ラルストンは遺体の傍に膝をつき、静かに顔を確認する。すでに顔色は失われていたが、見覚えのある顔だった。
「……ジェフリー・タッカー、四十六歳。タッカー道具店の店主だ」
近くにいた衛兵が頷く。
「はい、隊長。店の評判も良く、揉め事もなかったと聞いています」
ラルストンは返事をせず、視線をゆっくりと胸元へ落とした。
衣服の中央、ちょうど心臓の位置。そこに、正確すぎるほど正確な傷が一つだけ開いている。余計な裂けも、躊躇の跡もない。まるで、狙いを定めて一度だけ刺し込まれたかのようだった。
「……無駄がないな」
ぽつりと呟く。
「剣による一突き。深さも角度も申し分ない。やったのは素人じゃない」
別の衛兵が身を乗り出す。
「やはり、噂の……」
ラルストンはゆっくりと立ち上がり、首を横に振った。
「まだ分からん。だが、もし仕事人だとしたら――」
そこで言葉を切る。ほんの一瞬、考えるように視線を遠くへやった。
「……理由があるはずだ」
その言い方は、否定でも肯定でもなかった。ただ事実を見極めようとする者の、それだけの重さがあった。

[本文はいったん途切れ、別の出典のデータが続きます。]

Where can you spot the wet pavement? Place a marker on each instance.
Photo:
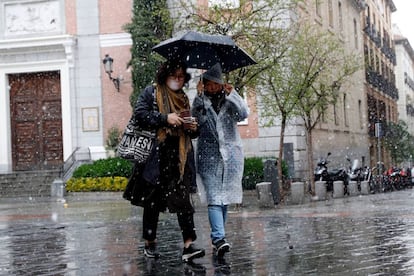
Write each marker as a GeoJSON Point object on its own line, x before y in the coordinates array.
{"type": "Point", "coordinates": [100, 234]}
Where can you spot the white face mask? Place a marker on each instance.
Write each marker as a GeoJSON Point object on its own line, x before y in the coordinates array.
{"type": "Point", "coordinates": [174, 85]}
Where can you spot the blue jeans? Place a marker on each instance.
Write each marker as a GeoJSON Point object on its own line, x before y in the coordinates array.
{"type": "Point", "coordinates": [217, 215]}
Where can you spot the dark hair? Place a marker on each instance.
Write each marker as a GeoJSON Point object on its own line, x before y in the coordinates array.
{"type": "Point", "coordinates": [168, 68]}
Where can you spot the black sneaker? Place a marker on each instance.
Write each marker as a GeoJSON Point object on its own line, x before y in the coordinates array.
{"type": "Point", "coordinates": [221, 247]}
{"type": "Point", "coordinates": [151, 251]}
{"type": "Point", "coordinates": [191, 253]}
{"type": "Point", "coordinates": [191, 268]}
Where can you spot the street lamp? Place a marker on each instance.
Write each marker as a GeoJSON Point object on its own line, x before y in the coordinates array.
{"type": "Point", "coordinates": [108, 62]}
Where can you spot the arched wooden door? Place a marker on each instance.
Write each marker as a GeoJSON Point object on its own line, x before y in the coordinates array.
{"type": "Point", "coordinates": [36, 120]}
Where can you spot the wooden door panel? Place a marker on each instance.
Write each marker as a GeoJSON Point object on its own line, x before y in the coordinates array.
{"type": "Point", "coordinates": [36, 120]}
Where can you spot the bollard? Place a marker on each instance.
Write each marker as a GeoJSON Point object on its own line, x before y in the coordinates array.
{"type": "Point", "coordinates": [270, 175]}
{"type": "Point", "coordinates": [58, 188]}
{"type": "Point", "coordinates": [297, 193]}
{"type": "Point", "coordinates": [364, 187]}
{"type": "Point", "coordinates": [264, 194]}
{"type": "Point", "coordinates": [320, 190]}
{"type": "Point", "coordinates": [339, 190]}
{"type": "Point", "coordinates": [353, 188]}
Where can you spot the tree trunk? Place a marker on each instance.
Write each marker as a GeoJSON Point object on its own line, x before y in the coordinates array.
{"type": "Point", "coordinates": [310, 159]}
{"type": "Point", "coordinates": [280, 157]}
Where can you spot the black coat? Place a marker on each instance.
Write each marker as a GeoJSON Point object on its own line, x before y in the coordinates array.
{"type": "Point", "coordinates": [157, 181]}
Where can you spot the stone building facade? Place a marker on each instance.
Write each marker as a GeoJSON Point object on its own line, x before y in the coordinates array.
{"type": "Point", "coordinates": [56, 99]}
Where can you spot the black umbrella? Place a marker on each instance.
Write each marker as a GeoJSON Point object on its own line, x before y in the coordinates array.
{"type": "Point", "coordinates": [200, 50]}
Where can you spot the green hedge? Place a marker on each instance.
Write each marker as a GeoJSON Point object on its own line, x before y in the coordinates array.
{"type": "Point", "coordinates": [253, 172]}
{"type": "Point", "coordinates": [111, 174]}
{"type": "Point", "coordinates": [110, 167]}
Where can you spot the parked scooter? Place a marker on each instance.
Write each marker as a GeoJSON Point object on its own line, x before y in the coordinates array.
{"type": "Point", "coordinates": [321, 173]}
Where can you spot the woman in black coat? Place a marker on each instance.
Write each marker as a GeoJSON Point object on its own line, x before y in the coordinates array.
{"type": "Point", "coordinates": [166, 180]}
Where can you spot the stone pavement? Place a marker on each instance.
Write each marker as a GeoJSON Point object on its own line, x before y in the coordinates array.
{"type": "Point", "coordinates": [100, 234]}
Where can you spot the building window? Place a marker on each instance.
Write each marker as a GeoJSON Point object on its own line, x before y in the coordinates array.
{"type": "Point", "coordinates": [224, 4]}
{"type": "Point", "coordinates": [335, 115]}
{"type": "Point", "coordinates": [330, 13]}
{"type": "Point", "coordinates": [361, 123]}
{"type": "Point", "coordinates": [345, 111]}
{"type": "Point", "coordinates": [356, 33]}
{"type": "Point", "coordinates": [340, 17]}
{"type": "Point", "coordinates": [318, 8]}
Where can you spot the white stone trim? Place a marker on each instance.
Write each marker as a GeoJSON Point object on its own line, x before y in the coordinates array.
{"type": "Point", "coordinates": [114, 40]}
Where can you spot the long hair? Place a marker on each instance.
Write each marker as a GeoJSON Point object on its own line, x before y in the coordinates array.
{"type": "Point", "coordinates": [168, 68]}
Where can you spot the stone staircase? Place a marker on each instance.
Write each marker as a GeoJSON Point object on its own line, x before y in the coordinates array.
{"type": "Point", "coordinates": [27, 183]}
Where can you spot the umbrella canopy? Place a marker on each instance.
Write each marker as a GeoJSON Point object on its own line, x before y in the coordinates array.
{"type": "Point", "coordinates": [200, 50]}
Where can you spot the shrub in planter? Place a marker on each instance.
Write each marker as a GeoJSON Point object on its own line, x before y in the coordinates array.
{"type": "Point", "coordinates": [253, 172]}
{"type": "Point", "coordinates": [109, 167]}
{"type": "Point", "coordinates": [95, 184]}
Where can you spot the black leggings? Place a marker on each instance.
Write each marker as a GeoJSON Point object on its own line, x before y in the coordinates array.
{"type": "Point", "coordinates": [150, 223]}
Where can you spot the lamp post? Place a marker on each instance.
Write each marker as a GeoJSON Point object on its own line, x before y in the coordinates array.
{"type": "Point", "coordinates": [108, 62]}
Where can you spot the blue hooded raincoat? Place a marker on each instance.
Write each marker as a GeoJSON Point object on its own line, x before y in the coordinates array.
{"type": "Point", "coordinates": [219, 153]}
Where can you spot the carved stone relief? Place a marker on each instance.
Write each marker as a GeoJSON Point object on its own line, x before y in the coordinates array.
{"type": "Point", "coordinates": [32, 18]}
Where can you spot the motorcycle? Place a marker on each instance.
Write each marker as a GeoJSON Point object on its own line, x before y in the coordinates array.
{"type": "Point", "coordinates": [321, 173]}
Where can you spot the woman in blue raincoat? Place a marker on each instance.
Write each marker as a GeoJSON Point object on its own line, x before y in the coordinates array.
{"type": "Point", "coordinates": [219, 158]}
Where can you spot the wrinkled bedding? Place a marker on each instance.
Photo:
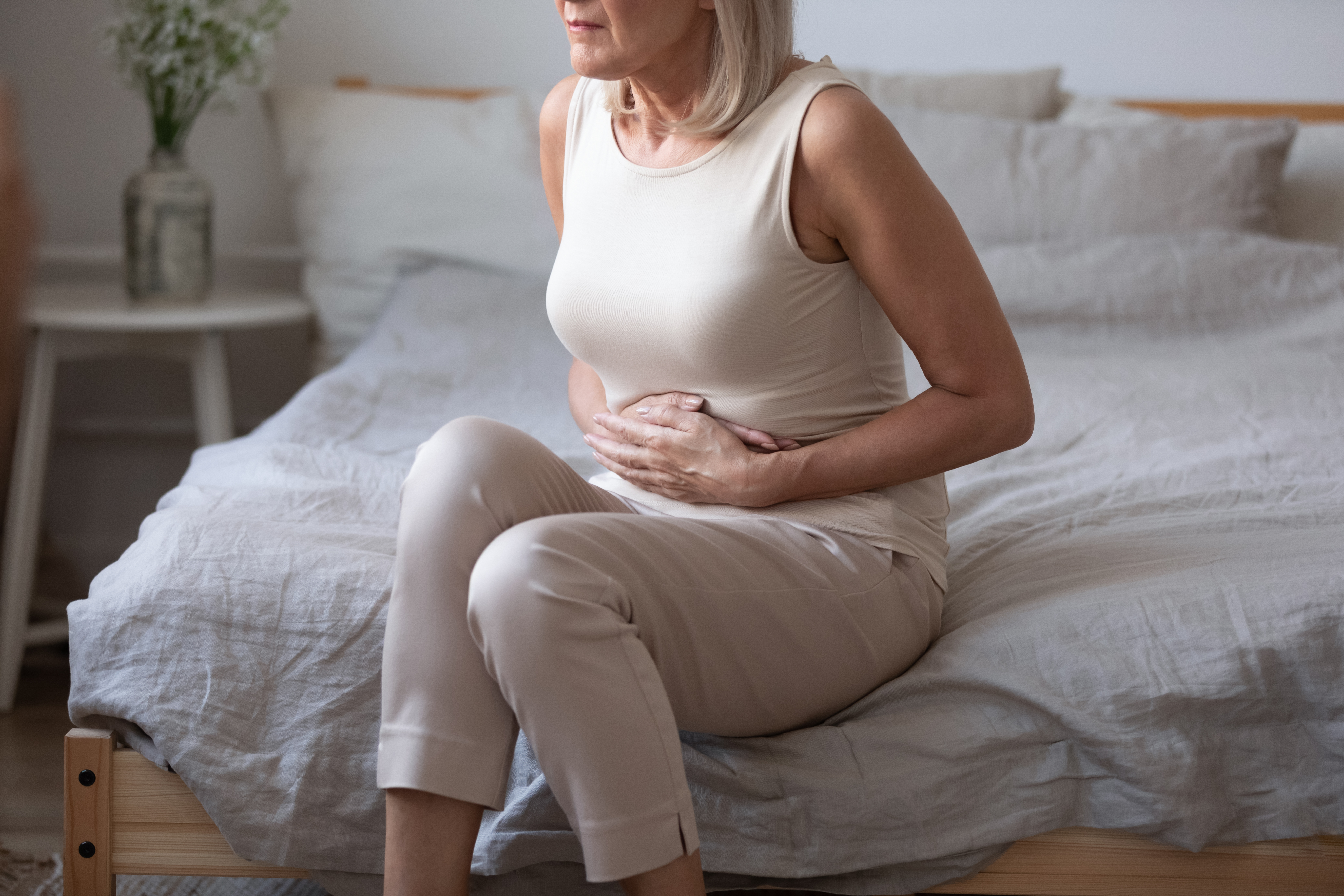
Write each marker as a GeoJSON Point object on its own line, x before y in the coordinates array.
{"type": "Point", "coordinates": [1144, 628]}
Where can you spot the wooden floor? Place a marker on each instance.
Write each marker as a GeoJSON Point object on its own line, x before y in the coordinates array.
{"type": "Point", "coordinates": [31, 796]}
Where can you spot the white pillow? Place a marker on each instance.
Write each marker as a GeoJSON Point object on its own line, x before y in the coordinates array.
{"type": "Point", "coordinates": [1027, 96]}
{"type": "Point", "coordinates": [1311, 203]}
{"type": "Point", "coordinates": [1021, 182]}
{"type": "Point", "coordinates": [382, 182]}
{"type": "Point", "coordinates": [1166, 284]}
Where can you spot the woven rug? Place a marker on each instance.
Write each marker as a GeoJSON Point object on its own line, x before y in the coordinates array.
{"type": "Point", "coordinates": [25, 875]}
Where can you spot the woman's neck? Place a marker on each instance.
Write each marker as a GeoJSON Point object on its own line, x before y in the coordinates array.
{"type": "Point", "coordinates": [666, 92]}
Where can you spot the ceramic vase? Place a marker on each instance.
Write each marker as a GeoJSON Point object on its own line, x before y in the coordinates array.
{"type": "Point", "coordinates": [167, 220]}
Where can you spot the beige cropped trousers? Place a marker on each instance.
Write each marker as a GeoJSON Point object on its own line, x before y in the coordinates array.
{"type": "Point", "coordinates": [525, 596]}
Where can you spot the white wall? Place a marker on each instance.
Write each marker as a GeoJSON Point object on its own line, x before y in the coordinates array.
{"type": "Point", "coordinates": [85, 135]}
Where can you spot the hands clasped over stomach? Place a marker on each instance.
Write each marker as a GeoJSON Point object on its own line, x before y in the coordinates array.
{"type": "Point", "coordinates": [663, 444]}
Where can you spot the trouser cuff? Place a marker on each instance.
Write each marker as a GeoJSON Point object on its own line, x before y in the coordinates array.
{"type": "Point", "coordinates": [625, 848]}
{"type": "Point", "coordinates": [467, 772]}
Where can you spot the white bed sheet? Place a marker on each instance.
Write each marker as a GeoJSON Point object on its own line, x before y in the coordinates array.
{"type": "Point", "coordinates": [1144, 629]}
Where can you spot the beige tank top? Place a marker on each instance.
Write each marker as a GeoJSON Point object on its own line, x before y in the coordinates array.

周囲のざわめきは、先ほどとは少しだけ質を変えていた。
恐れと、そしてわずかな興味。
“仕事人”という言葉が、人々の間に奇妙な形で広がっている。
ラルストンはそれを気にする様子もなく、淡々と指示を出した。
「現場を確認する。遺体の搬送準備をしろ。それと、周囲の足跡を潰すな。ここに来た者、全員の話を聞く。それから、誰か被害者の身内を呼んで来い」
「はっ!」
衛兵たちが動き出す。
河原の風が、ゆるやかに吹いた。
水の流れる音だけが、変わらずそこにある。
ラルストンはもう一度だけ遺体を見下ろし、小さく息を吐いた。
「……あんた、本当に恨まれてなかったのか?」
答えは当然、返ってこない。
ただ、静かな水音だけが、淡々と流れ続けていた。